El Manco estacionó en la avenida de arena que lleva a la playa y paró el motor. Salimos del coche impelidos, y lo primero que hicimos fue sacar las tablas y tirarlas junto a la furgoneta. Los cuatro nos pusimos a observar las olas. Y los que se encontraban por allí nos miraron de esa manera que indicaba que sobrábamos, que éramos portadores de problemas. Algunos hicieron un gesto tímido de saludo con la cabeza. Me molestó que hubiera tanta gente, El Palmar había cambiado mucho en poco tiempo. El recuerdo de los cerdos, las gallinas y los perros correteando por la playa a sus anchas y nosotros desnudos, en medio de esa naturaleza, era una imagen que ya no sería posible.

Apenas rompían olas y el pico estaba infestado de surfistas. Las nubes cubrían el sol y la ausencia de luz me hizo pensar en el mes de septiembre. Deseábamos darnos un baño, aunque el desfase de la noche anterior, la tensión del viaje y las olas fofas hicieron que en vez de entrar en el agua nos tirásemos en la arena abatidos.

Al despertar, el océano estaba revuelto. El mar se mecía con el vaivén del viento. Las olas rompían deprisa. Apenas sin recorrido. Al menos la sensación de bochorno se había atenuado. La bandera roja se movía alocada. Una serpiente ondulándose a cámara rápida. Encendimos unos cigarrillos y el humo nos volvía a la cara. Fantasmas traspasándonos. Cerca de la orilla, casi delante de donde nos encontrábamos, había unos niñatos de buena familia con sus cervezas frías. El Manco propuso ir a por algo de beber.

Sacamos las mochilas y las tiendas de campaña del portaequipajes y las dejamos allí tiradas.
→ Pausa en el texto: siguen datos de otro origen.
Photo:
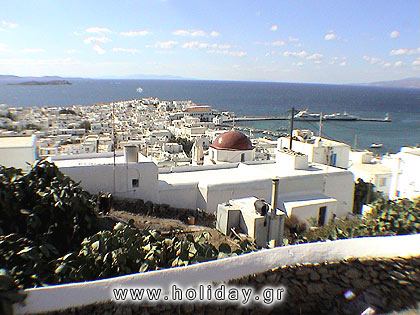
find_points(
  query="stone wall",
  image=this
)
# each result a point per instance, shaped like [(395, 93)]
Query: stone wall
[(149, 208), (383, 284)]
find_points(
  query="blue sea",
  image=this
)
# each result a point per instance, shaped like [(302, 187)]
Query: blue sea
[(255, 98)]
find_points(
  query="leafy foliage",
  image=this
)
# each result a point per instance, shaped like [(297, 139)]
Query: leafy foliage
[(186, 144), (386, 218), (49, 235), (128, 250), (9, 293), (45, 206)]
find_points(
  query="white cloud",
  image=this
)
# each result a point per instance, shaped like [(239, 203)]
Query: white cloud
[(394, 34), (341, 61), (71, 51), (97, 30), (7, 25), (195, 45), (300, 54), (204, 45), (135, 33), (98, 49), (166, 45), (228, 52), (405, 51), (126, 50), (96, 40), (315, 57), (373, 60), (192, 33), (330, 36), (33, 50), (277, 43), (3, 47), (416, 62)]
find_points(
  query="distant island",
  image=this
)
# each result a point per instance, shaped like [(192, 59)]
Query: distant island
[(51, 82), (409, 83)]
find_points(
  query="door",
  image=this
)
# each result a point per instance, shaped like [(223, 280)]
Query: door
[(322, 216)]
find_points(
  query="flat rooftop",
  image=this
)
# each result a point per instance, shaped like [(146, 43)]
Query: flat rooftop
[(16, 142), (243, 173), (92, 159), (374, 168)]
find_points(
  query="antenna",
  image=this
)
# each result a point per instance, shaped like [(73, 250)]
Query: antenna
[(113, 143), (291, 128), (320, 125)]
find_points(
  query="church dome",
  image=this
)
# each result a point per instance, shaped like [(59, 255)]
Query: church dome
[(232, 140)]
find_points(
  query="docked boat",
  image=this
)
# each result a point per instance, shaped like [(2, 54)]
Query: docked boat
[(306, 115), (340, 116)]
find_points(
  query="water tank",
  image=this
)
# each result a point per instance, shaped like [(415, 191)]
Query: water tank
[(131, 154)]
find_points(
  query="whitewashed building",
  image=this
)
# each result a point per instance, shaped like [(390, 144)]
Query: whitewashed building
[(231, 147), (18, 151), (318, 150), (311, 190), (405, 166)]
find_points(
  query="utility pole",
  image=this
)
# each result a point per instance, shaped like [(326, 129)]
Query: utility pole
[(292, 117), (113, 143)]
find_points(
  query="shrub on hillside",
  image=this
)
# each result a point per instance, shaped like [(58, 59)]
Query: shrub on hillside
[(386, 218), (45, 206)]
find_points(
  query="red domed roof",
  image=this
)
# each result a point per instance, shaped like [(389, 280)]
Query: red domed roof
[(232, 140)]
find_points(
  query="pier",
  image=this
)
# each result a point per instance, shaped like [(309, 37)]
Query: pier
[(262, 118)]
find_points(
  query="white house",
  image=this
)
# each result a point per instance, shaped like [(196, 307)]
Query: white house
[(405, 166), (315, 191), (318, 150), (18, 151)]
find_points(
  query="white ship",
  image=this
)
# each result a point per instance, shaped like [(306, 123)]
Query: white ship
[(340, 116)]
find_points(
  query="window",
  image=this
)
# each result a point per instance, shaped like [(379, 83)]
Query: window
[(322, 216), (134, 183), (382, 182)]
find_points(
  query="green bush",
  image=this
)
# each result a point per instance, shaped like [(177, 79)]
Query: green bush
[(49, 235), (386, 218), (127, 250), (45, 206)]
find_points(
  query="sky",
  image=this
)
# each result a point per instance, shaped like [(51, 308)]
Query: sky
[(272, 40)]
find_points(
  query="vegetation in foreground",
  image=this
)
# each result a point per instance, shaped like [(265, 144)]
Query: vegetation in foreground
[(50, 233), (387, 217)]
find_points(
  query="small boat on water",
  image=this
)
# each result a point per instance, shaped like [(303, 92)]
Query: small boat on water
[(306, 115), (340, 116)]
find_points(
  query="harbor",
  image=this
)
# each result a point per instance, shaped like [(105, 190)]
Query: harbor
[(304, 115)]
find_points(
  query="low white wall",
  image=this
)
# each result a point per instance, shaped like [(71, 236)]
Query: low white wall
[(61, 297)]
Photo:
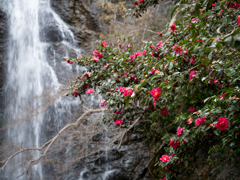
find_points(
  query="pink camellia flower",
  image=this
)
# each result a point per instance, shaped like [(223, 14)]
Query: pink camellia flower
[(136, 3), (95, 58), (164, 158), (128, 92), (189, 120), (179, 131), (234, 5), (238, 19), (177, 49), (194, 19), (144, 52), (97, 54), (128, 46), (102, 103), (121, 89), (174, 143), (200, 121), (132, 56), (192, 73), (137, 53), (117, 112), (155, 93), (221, 96), (219, 86), (184, 141), (104, 44), (173, 27), (76, 93), (90, 91), (118, 122), (160, 44), (192, 109), (164, 112), (160, 34), (222, 124), (106, 65)]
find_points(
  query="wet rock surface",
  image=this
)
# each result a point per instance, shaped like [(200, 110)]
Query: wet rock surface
[(3, 50), (126, 163)]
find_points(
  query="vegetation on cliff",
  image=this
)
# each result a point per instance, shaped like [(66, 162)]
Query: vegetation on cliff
[(183, 90)]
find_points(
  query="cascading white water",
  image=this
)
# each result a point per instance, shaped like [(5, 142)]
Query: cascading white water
[(29, 76)]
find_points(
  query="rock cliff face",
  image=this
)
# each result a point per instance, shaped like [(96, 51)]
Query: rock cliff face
[(3, 50), (81, 16), (126, 163)]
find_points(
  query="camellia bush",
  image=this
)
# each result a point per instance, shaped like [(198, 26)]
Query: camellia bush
[(184, 88)]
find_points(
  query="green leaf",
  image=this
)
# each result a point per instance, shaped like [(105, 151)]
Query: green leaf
[(170, 66), (216, 132), (197, 11), (206, 62)]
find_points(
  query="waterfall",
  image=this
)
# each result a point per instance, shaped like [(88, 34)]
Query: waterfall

Yo subí al asiento del copiloto y puse la radio, Nirvana a todo volumen mientras el Manco maniobraba marcha atrás, y de pronto oímos un chasquido, y vimos que la gente venía hacia nosotros con las manos en la cabeza. Los pijos se reían en la distancia, el Bocina gritaba para, joder, para, serás cabrón. Nos bajamos de inmediato. La rueda trasera de la Volkswagen había partido la tabla del Bocina.

—¡Qué putada! —Se oía.

—¿A quién se le ocurre dejar ahí la tabla? —se defendió el Manco.

—¿Y los espejos retrovisores?

—No veo el suelo. Mierda, Bocina, mierda, me cago en la puta y en tó’ lo que se menea.

Ambos se miraron, pensé que iban a darse de hostias, pero la reacción del Bocina fue otra:

—Ve a por la bebida y la comida, y mientras me prestas tu tabla —le dijo y chocaron la mano y se abrazaron. De fondo escuchábamos los rumores de la gente, sorprendidos por la reacción del Bocina.

El Manco y yo fuimos a comprar.

—Estamos jodidos, lo sabes, ¿verdad?

—Déjate de gilipolleces, Manco.

—La tabla del Bocina es otra señal.

Me quedé callado. No quería pensar en el regreso, cuando tuviésemos que enfrentarnos al Alcalde.